Music can use chord series {harmony}.
In polyphony, two parts can sing alternate notes {hocket}.
Chordal accompaniment to melody can move in same direction and time as melody {homophony}, as in early Italian opera.
Successive chord, harmony, or melody tones {leitmotif}| can recall past or future emotions, as in Wagner.
Music can have many notes per syllable {melisma}| {melismatic style}. Notes typically join.
Baroque music {monodic composition} {monody, music} can use one melody, which can imitate human-voice inflections.
Music {monophony} can use only one voice, which sings or plays melody. Oriental, Greek, and Gregorian monophony used complex percussion.
Mannerist music used diatonic scale and musical phrases. Mannerist and 19th century music used key to indicate mood and key changes {motif}| to indicate emotion changes. Musical phrases represented emotions. Grief and sadness used small melodic intervals. Harshness and anger used large intervals. Slow notes were for sorrow, and fast notes were for happiness. Long notes were for accented syllables, and short notes were for unaccented syllables. Minor intervals were for grief, and major intervals were for aggression. Dissonance and clashes in harmony were for harshness or bitterness. Ascending melodies denoted height, and descending melodies denoted depth. Short rapid notes were for laughter, and rests were for sighs.
First melody-phrase note can substitute for sharp or flat notes {oblique organum}.
Medieval Catholic Church music used one soloist who sang trope at constant fourth below, fifth above, or octave below melody sung by choir {organum} {parallel organum}. In England and France, trope in parallel organum was always in counterpoint.
Slow, repeated bass theme was in 3/4 time {passacaglia}.
In 13th century, Catholic-Church music and secular music began to have four independent parts {polyphony}|. Soprano soloist sang one octave above melody. Soloist sang one-fifth above melody {captus}. Choir sang melody as tenor part. Bass soloist sang one octave below melody.
organum
To maintain parallel organum, singers used occasional sharp or flat notes or substituted first melody-phrase notes for sharp or flat notes. Harmony rose as melody fell, or harmony fell as melody rose, until they met at same tone.
instruments
Instruments played tenor, contratenor, and highest part {triplum, music part}.
endings
Harmonic cadences in stanza middle {open ending} or end {closed ending} divided music into phrases.
Romantic music styles {serial technique} can use tone sequences. One note sequence follows regular time and emphasizes unity and harmony. Another note sequence contrasts with regular time and emphasizes variety and discord, making irregular rhythm and dissonance.
Baroque bass instruments were for harmony and contrasted with melody {stile concertato} {concerted style}.

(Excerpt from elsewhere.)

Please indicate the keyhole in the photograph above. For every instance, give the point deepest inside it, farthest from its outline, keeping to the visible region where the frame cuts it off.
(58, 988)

Baroque music used rapid succession of 16th notes to express wrath and indignation {stile concitato} {excited style}.
Camerota groups staged Baroque plays with singing and invented musical recitation style {stile recitativa}.
In 14th century, music started to combine perfect and imperfect time. Tenor voice used one rhythmic pattern {tolca} and one style {isorhythm} {syncopation}|.
Number of chord notes {texture, chord} can be several tones {thin texture} or many tones {rich texture}.
Bells {tocsin} can warn or sound alarms.
Tonic note can be central note {tonality} {tonal music}. Chord inversion relates each note to tonic note.
Three tones or halftones {triad, music} can have thirds between them.
types
Minor third can follow major third {major triad}, so triad can have fundamental, major third, and perfect fifth tones. Major third can follow minor third {minor triad}, so triad can have fundamental, minor third, and perfect fifth tones. These two triads are the most-consonant chords.
Major third can follow major third {augmented triad}. Minor third can follow minor third {diminished triad}.
dominance
Triad can use the fundamental as dominant tone {dominant triad}. Triad can use tonic as fundamental tone {tonic triad} {tonic chord}. Triad can use fundamental as subdominant tone {subdominant triad}. Triad lowest tone can be not the fundamental {inverted triad}.
Organ stop {voix celeste} {celeste} uses pipes tuned sharp or flat to produce beats when used with main pipes.